In allegedly faking attack, Smollett hurt countless others
I hope actor Jussie Smollett gets the psychological help he apparently needs. And I hope authorities in Chicago throw the book at him, because the lies he is accused of telling will likely bring great harm to innocent victims.
Smollett’s arrest Thursday for allegedly filing a false police report came as no surprise. His improbable tale – he said he was accosted last month by two men who yelled racist and homophobic slurs, beat him up, put a noose around his neck and doused him with bleach, with one of the men saying that “this is MAGA (Make America Great Again) country” – sounded like a page from the first draft of a rejected screenplay.
Real life doesn’t happen that way. Actual white supremacists and homophobes don’t stroll through the streets of Chicago on a bitterly cold night, carrying a hate-crimes kit of rope and Clorox, hoping to chance upon someone who is black, gay and modestly famous. They don’t hurl perfectly scripted insults.
The minute I heard Smollett’s story, I suspected it would eventually fall apart – and I feared the potential consequences for genuine victims of genuine hate crimes.
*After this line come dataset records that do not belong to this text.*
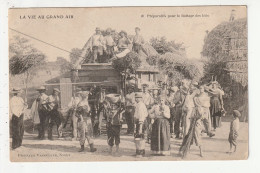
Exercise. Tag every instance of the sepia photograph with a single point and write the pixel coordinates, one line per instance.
(128, 84)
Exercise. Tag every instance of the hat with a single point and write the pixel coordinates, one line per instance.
(84, 93)
(145, 85)
(109, 30)
(16, 90)
(138, 95)
(123, 33)
(195, 83)
(236, 113)
(56, 89)
(41, 88)
(174, 89)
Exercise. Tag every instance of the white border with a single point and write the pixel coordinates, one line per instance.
(250, 165)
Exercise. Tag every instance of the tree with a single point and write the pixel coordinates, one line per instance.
(162, 46)
(24, 59)
(65, 66)
(225, 48)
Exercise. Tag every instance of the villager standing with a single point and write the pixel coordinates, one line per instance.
(73, 104)
(170, 103)
(160, 139)
(202, 103)
(138, 40)
(114, 122)
(140, 116)
(43, 111)
(234, 131)
(84, 123)
(55, 116)
(130, 110)
(216, 105)
(17, 107)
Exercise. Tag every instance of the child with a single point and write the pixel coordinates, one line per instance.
(233, 134)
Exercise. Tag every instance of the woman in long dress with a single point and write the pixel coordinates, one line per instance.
(216, 105)
(160, 138)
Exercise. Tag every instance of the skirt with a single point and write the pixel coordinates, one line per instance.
(160, 137)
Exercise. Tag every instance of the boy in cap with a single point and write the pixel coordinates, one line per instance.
(17, 107)
(233, 134)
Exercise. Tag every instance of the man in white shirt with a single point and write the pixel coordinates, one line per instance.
(130, 109)
(109, 42)
(17, 107)
(140, 115)
(72, 112)
(43, 111)
(55, 116)
(138, 40)
(97, 45)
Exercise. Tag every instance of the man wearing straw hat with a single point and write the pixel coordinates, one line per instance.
(17, 107)
(43, 111)
(55, 116)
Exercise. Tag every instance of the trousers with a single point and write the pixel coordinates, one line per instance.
(113, 134)
(17, 131)
(85, 131)
(55, 118)
(129, 116)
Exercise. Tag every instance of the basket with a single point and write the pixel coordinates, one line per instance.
(114, 98)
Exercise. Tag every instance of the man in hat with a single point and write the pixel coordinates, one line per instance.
(73, 104)
(188, 107)
(97, 45)
(138, 40)
(55, 116)
(148, 101)
(84, 123)
(109, 42)
(130, 109)
(43, 111)
(17, 107)
(171, 105)
(140, 116)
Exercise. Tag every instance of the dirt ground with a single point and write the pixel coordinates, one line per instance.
(60, 150)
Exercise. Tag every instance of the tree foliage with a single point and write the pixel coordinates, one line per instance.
(162, 46)
(128, 63)
(23, 56)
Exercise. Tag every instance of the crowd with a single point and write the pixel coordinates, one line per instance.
(103, 48)
(153, 116)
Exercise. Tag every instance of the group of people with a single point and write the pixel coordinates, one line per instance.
(103, 48)
(155, 117)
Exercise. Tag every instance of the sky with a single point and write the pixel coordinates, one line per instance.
(69, 32)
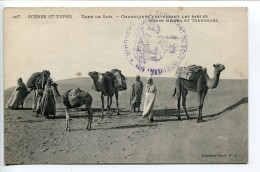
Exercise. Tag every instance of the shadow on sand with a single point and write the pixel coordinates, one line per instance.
(174, 112)
(221, 113)
(122, 127)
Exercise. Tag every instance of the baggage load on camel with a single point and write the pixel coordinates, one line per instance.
(120, 80)
(98, 87)
(72, 95)
(191, 72)
(31, 81)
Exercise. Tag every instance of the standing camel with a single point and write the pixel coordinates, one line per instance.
(36, 82)
(73, 98)
(199, 86)
(106, 86)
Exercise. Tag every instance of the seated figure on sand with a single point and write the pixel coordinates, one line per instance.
(18, 96)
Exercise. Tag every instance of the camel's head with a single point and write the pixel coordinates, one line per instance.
(45, 75)
(93, 75)
(54, 88)
(219, 67)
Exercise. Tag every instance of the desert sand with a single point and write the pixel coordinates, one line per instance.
(128, 138)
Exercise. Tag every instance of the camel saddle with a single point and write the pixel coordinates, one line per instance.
(119, 80)
(191, 72)
(31, 81)
(72, 96)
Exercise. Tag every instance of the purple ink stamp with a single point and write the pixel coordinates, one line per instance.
(155, 46)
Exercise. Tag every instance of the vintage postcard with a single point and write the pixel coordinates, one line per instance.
(125, 85)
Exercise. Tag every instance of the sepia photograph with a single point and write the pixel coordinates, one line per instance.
(126, 85)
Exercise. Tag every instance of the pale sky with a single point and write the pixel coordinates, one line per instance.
(66, 47)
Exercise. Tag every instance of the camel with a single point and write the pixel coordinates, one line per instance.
(106, 86)
(200, 86)
(73, 98)
(36, 82)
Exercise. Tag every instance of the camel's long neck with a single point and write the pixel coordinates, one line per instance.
(57, 95)
(95, 80)
(213, 83)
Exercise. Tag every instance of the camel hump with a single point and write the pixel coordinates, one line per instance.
(192, 72)
(33, 78)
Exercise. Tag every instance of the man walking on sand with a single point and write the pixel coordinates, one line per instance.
(150, 95)
(136, 97)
Smollett was arrested just one day after federal authorities released evidence of the kind of grave threat that really does exist. They announced the arrest of Christopher Hasson, a 49-year-old U.S. Coast Guard lieutenant and self-described white nationalist, for allegedly amassing a deadly arsenal in his Silver Spring, Maryland, home and planning to assassinate a list of public officials and journalists.
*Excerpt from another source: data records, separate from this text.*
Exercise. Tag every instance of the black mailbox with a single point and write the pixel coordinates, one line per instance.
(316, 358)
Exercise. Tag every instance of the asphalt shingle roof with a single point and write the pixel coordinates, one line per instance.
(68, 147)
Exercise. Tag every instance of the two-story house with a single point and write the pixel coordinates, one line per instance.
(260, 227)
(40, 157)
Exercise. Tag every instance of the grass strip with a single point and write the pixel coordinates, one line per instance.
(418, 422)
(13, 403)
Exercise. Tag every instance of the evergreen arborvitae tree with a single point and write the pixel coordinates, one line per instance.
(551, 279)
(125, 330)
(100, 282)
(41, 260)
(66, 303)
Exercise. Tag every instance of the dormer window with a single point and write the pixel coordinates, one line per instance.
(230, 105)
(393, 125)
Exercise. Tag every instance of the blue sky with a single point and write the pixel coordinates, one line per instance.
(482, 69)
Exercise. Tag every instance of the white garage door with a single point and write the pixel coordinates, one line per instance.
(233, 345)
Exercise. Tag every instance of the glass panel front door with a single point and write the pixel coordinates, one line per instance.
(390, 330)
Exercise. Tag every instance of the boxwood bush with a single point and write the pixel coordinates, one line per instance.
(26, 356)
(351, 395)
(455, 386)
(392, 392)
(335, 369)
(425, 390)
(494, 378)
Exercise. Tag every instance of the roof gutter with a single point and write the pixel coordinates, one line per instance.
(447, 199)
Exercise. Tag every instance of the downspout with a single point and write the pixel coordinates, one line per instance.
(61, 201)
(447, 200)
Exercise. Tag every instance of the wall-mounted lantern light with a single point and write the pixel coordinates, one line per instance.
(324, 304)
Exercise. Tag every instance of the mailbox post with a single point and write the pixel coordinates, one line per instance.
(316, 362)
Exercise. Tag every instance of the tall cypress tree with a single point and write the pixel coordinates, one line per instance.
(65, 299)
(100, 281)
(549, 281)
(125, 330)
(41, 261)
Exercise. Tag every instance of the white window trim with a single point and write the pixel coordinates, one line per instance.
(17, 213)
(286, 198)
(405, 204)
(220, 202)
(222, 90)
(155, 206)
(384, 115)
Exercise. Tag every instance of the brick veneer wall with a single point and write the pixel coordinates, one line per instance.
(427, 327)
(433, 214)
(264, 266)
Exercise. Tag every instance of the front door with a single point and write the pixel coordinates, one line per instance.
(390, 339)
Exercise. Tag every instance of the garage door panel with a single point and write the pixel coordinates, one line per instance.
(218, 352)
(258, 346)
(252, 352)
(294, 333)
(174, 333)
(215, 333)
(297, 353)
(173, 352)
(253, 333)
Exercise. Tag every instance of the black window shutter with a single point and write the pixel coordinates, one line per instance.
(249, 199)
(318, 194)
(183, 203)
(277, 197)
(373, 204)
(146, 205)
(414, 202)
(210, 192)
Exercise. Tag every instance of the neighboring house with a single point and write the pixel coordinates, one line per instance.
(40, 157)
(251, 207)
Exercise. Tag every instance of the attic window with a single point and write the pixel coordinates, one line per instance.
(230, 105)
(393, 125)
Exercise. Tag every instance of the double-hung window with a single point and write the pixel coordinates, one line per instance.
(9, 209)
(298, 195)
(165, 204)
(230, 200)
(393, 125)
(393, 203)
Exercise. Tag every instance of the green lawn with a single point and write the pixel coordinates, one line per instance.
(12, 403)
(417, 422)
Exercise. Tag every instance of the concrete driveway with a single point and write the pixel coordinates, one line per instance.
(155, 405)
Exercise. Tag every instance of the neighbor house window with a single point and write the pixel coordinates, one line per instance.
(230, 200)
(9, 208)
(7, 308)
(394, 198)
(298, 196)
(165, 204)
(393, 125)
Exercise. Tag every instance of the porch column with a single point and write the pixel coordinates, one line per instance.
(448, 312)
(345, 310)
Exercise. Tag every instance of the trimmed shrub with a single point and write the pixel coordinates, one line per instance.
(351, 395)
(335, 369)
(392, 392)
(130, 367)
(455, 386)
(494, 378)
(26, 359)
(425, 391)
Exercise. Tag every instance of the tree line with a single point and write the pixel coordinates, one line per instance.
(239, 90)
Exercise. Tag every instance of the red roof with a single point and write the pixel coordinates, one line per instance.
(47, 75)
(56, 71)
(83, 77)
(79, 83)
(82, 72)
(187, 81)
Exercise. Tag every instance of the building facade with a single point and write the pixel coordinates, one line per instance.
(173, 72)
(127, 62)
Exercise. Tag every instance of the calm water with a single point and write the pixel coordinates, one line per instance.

The menace of such white-supremacist terrorism is real and growing. Debacles such as Smollett’s apparent hoax do nothing but provide excuses to ignore the threat.
Were the news media too credulous in their initial reporting about Smollett’s claim? Not necessarily. A well-known person reported being assaulted, and Chicago police said they were taking his story seriously. Smollett had suffered some minor injuries and been treated at a hospital. I don’t know what reporters were supposed to do except report the facts as far as they were known.
Police now say that the scratches on Smollett’s face were self-inflicted and that he paid two men $3,500 to rough him up – gently – so he could become more famous and demand more money for his role in the Fox television series “Empire.” But nobody knew that at first. When new facts gradually emerged that cast doubt on Smollett’s account, those facts were reported.
Was there, in general, an eagerness to believe Smollett because of the atmosphere President Trump has created? Probably – and, I would argue, quite understandably.
According to the FBI, there were 7,175 hatecrime incidents in this country in 2017 – a big jump from 2016, when there were 6,121 such incidents. (Those figures surely minimize the real problem, since many jurisdictions do not report hate crimes to the FBI at all.) Regarding incidents in 2017 in which victims were targeted because of race, 2,013 attacks were against African-Americans versus 741 against whites. Of incidents in which victims were targeted because of religion, the vast majority were against Jews and Muslims. There were more than a thousand anti-LGBT incidents versus just 32 classified as anti-heterosexual.
Police officials in Chicago, where the murder rate is out of control, had to waste time and resources on a wild goose chase. Worse, the next victim of an actual hate crime might not be believed.